Cant say Kelly Butler and his crew havent moved to another market, 90% of all FACS were custom ordered , there were only 2000 of each first run limited edition models made, Lola , Delia and Sheena, meaning not custom ordered, And most of those made they're way to the the European market, There were a few second run editions made after 2006 but you can spot them by the change in the logo and they tend to get confused with the Korean made jobs, Not bad guitars and a far cry better than the Chinese made crap they shove down your throat with a respectible logo on it these days, But hey welcome to the 21st century , I would imagine Kelly still builds guitars. Just not for the open market, You'd need conections and some serious cash and cred for him to build you a guitar, Might be quite a waiting list though, Got a cousin that builds Classical guitars, 3 years and $10k bro, Personally I have no use for a cat gut stringed guitar. but there are those that will pay that much and wait that long for such guitars,
#35
nastytroll

Three years and $10K is pretty modest by classical guitar standards. The top makers are around $50K with waiting lists of 10 years or so, eg Greg Smallman.

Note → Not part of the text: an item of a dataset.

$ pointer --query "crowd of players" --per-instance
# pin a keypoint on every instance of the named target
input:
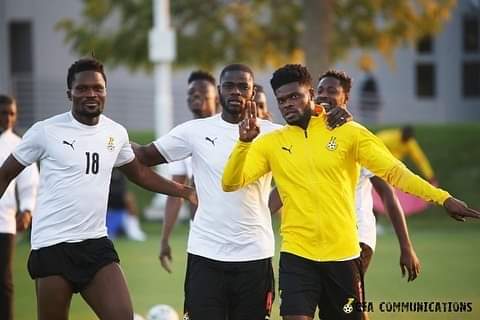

We tend to forget how cheap "popular" guitars are by the standards of concert instruments. The local viola maker, not a big name by any means, was charging $18K about eight years ago.
#36
Tony DoneThat's what I mean. The amp is a tougher decision than which guitar IMO.
#38
Speaking writing off brands, when I had absolutely no clue I wrote of Marshall after playing an mg and hating it.....i didn't know all the deals behind the different models.... years later I happened to play through a different model and it was killer
#39
kramer242I have 2 peavey amps, a behringer and a fender - none of which I like. On the 5th try, I finally found one I love and it's a ...Monoprice! Their 15w tube is a great classic rock amp and the volume goes to 11! lol I took a chance based on reviews and the fact that it was on sale for $188 shipped. The reverb isn't the best but it's cheap and easy to fix that. I'm gonna upgrade the tubes and speaker only because I already have the parts. It sounds really good stock, but hey why not make it even better?